雨が見ていた~Painful love~


知らなかった。
こんな感情が自分の中にあっただなんて、ちっとも知らなかった。



「スキ…だよ、キョウちゃん。
好きだから。キョウちゃんが好きだから、私はここにいるんだよ!!」


彼の厚い胸板に顔をうずめながら
お姫様抱っこをされたまんま、彼に思いの丈をぶつけると


「…オマエ…ほんとにムカつく……。

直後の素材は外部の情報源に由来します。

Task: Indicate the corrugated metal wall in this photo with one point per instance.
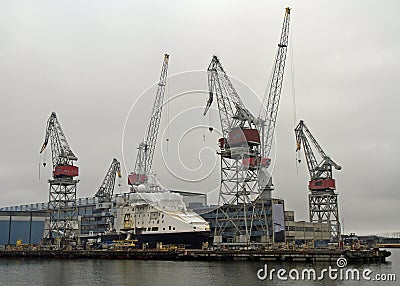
(27, 226)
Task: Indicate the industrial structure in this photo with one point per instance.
(144, 158)
(323, 201)
(99, 217)
(243, 150)
(63, 218)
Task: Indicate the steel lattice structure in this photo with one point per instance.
(270, 108)
(323, 202)
(244, 179)
(238, 218)
(146, 148)
(63, 219)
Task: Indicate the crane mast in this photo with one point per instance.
(236, 219)
(323, 203)
(270, 109)
(106, 189)
(62, 211)
(146, 148)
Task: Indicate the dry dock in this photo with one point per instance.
(306, 255)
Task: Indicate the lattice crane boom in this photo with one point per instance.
(62, 155)
(106, 189)
(146, 148)
(269, 113)
(232, 111)
(322, 170)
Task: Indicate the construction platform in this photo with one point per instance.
(304, 255)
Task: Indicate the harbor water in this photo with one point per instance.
(18, 271)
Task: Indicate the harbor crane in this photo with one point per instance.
(323, 202)
(269, 109)
(240, 144)
(144, 158)
(244, 148)
(106, 189)
(62, 210)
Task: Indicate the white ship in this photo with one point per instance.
(154, 217)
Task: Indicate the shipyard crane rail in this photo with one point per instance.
(318, 171)
(269, 110)
(106, 189)
(146, 148)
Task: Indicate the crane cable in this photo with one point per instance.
(293, 92)
(167, 109)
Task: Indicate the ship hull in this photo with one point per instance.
(190, 240)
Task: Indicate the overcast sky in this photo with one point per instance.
(90, 62)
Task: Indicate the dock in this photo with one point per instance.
(302, 255)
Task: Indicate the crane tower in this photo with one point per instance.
(144, 158)
(243, 150)
(63, 219)
(323, 201)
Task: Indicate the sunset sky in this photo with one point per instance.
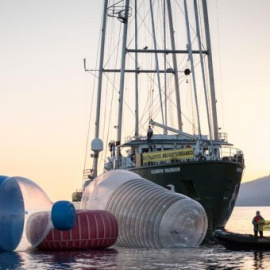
(44, 91)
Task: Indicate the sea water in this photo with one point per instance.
(206, 257)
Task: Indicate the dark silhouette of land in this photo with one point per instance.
(255, 193)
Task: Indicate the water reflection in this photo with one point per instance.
(10, 260)
(209, 258)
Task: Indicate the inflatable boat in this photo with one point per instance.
(236, 241)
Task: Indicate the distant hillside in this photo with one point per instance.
(255, 193)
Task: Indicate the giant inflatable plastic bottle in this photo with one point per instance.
(148, 215)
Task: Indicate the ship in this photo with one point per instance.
(156, 114)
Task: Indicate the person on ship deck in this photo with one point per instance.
(255, 222)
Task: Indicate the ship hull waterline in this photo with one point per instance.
(214, 184)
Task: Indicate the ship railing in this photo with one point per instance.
(225, 153)
(126, 162)
(231, 154)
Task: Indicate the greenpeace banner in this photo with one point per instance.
(264, 225)
(168, 155)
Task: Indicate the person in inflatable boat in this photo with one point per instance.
(255, 222)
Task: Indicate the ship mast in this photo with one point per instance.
(211, 69)
(122, 73)
(97, 144)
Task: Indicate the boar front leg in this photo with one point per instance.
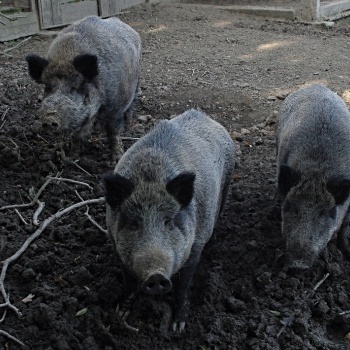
(343, 237)
(115, 144)
(181, 285)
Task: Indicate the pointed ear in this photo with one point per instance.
(87, 65)
(36, 66)
(117, 189)
(287, 178)
(339, 189)
(182, 188)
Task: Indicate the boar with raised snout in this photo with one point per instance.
(163, 200)
(313, 164)
(91, 72)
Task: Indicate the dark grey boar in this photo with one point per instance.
(163, 200)
(91, 72)
(313, 164)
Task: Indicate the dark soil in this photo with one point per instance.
(238, 70)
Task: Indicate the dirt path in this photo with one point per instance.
(237, 69)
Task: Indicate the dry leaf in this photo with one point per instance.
(81, 312)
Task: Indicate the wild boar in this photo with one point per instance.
(163, 200)
(313, 165)
(91, 73)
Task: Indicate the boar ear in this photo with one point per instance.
(117, 189)
(182, 187)
(339, 188)
(36, 66)
(287, 178)
(87, 65)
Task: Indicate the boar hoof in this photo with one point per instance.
(178, 327)
(156, 284)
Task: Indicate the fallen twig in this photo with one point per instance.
(3, 117)
(290, 319)
(41, 189)
(79, 167)
(90, 217)
(317, 285)
(21, 217)
(130, 138)
(19, 44)
(94, 222)
(130, 328)
(29, 240)
(344, 312)
(12, 338)
(37, 212)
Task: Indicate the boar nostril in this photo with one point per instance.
(156, 284)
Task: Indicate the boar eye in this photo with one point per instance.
(169, 224)
(48, 89)
(134, 225)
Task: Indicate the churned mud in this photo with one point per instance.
(237, 69)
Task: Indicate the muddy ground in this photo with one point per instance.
(238, 69)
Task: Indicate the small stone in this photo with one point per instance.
(245, 131)
(234, 305)
(144, 118)
(328, 24)
(272, 119)
(28, 274)
(236, 136)
(259, 141)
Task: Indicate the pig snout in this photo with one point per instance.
(156, 284)
(154, 268)
(299, 258)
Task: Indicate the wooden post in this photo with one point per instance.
(310, 10)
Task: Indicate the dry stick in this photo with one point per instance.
(21, 217)
(38, 212)
(130, 138)
(3, 316)
(321, 281)
(41, 189)
(89, 216)
(15, 47)
(79, 167)
(30, 239)
(94, 222)
(12, 338)
(4, 116)
(291, 318)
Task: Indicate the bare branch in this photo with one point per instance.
(30, 239)
(12, 338)
(94, 222)
(321, 281)
(37, 213)
(72, 181)
(41, 189)
(21, 217)
(19, 44)
(79, 167)
(90, 217)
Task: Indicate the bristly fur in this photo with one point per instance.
(313, 170)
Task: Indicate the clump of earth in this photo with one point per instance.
(236, 68)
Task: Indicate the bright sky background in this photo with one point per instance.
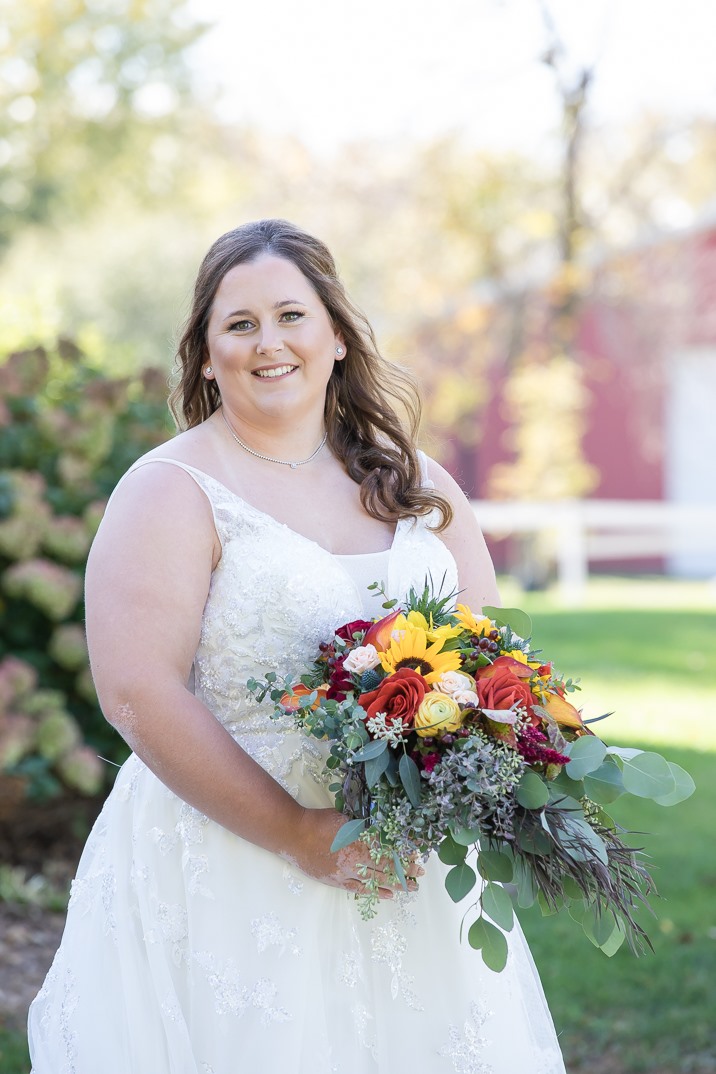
(331, 72)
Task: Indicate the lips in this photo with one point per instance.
(273, 372)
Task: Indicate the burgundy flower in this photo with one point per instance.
(339, 680)
(346, 633)
(530, 744)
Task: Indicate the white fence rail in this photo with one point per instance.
(575, 533)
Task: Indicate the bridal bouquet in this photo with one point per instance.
(450, 734)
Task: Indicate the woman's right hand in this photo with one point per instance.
(316, 832)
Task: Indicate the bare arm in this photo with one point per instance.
(147, 580)
(465, 540)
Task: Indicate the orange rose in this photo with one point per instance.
(398, 696)
(290, 700)
(499, 687)
(380, 634)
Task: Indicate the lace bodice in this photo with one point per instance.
(274, 596)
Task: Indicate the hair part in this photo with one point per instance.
(373, 407)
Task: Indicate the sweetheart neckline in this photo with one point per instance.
(265, 514)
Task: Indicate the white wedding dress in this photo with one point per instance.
(189, 951)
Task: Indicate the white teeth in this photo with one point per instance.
(277, 372)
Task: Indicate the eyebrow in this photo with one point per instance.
(277, 305)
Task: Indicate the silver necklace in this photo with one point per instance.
(267, 459)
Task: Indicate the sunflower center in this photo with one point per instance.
(421, 666)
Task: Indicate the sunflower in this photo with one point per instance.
(415, 619)
(410, 648)
(468, 622)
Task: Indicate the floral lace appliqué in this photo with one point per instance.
(233, 997)
(388, 946)
(268, 932)
(467, 1048)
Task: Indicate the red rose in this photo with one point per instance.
(346, 633)
(339, 681)
(398, 696)
(498, 687)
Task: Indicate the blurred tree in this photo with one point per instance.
(68, 432)
(545, 396)
(87, 90)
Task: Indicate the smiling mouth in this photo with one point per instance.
(277, 371)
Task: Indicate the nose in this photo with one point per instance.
(269, 340)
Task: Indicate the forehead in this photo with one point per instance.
(264, 281)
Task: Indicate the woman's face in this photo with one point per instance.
(271, 343)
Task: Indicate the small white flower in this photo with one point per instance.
(466, 697)
(362, 658)
(453, 683)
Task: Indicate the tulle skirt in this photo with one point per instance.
(189, 951)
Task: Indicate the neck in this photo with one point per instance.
(289, 445)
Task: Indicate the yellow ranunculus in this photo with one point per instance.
(437, 715)
(468, 622)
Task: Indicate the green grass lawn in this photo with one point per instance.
(647, 651)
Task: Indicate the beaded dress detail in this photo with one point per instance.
(189, 951)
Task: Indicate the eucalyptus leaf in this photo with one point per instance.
(410, 779)
(376, 766)
(452, 853)
(625, 752)
(493, 865)
(348, 833)
(585, 755)
(535, 842)
(498, 905)
(517, 620)
(532, 792)
(573, 787)
(603, 928)
(683, 789)
(486, 938)
(370, 750)
(604, 784)
(466, 837)
(459, 881)
(560, 800)
(392, 771)
(648, 775)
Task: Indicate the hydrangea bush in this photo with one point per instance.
(68, 431)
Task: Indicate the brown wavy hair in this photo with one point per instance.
(364, 394)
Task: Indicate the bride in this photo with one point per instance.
(210, 930)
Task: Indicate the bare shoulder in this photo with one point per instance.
(465, 540)
(157, 504)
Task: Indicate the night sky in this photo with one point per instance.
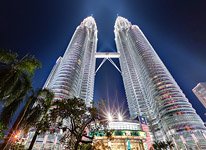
(176, 29)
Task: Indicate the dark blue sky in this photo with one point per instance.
(176, 29)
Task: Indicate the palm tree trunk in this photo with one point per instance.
(33, 140)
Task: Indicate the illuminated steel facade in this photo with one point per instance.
(151, 90)
(73, 74)
(200, 92)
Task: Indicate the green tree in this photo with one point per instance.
(15, 81)
(79, 117)
(37, 115)
(2, 128)
(37, 104)
(161, 145)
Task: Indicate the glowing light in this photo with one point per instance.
(120, 117)
(109, 117)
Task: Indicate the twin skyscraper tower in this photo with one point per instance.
(150, 89)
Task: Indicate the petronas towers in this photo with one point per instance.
(150, 89)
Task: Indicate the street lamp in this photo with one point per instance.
(120, 117)
(109, 117)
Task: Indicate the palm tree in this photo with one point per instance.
(37, 115)
(162, 145)
(36, 105)
(15, 81)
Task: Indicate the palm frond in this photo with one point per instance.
(28, 64)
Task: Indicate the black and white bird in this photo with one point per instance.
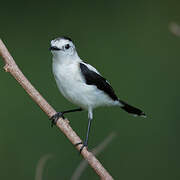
(82, 84)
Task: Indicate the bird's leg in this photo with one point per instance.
(85, 144)
(55, 117)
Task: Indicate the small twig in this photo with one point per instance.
(40, 166)
(97, 150)
(11, 67)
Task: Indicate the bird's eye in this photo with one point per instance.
(67, 46)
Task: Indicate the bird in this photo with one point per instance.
(82, 84)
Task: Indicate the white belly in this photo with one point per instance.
(72, 86)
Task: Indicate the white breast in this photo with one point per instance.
(73, 87)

」


静かに怒りを抑えた瞳をして
キョウちゃんは私を見下す。




その怒りの意味が分からなくて、彼の顔を見上げると


「オマエの好きって俺のスキとは意味が違ぇだろ??」


「…え…??」


「クソ美でバカ美で鈍感なオマエの好きは、どうせ“幼なじみとして”の好きなんだろ??そんな“好き”をぶつけられても、俺は嬉しくもも何ともねぇんだよ!!!このアホが!!」



そう言って彼は最高潮に達した怒りをたたえた瞳で、私を見据える。




――う…わ……。





いつものキョウちゃんなら
怒り狂って暴走しているであろう、この瞳


この瞳は危険な瞳だ。


私をレイプした時も
雨の中に置き去りにした時も
このプールに投げ込んだ時も


キョウちゃんはこの目をしてた。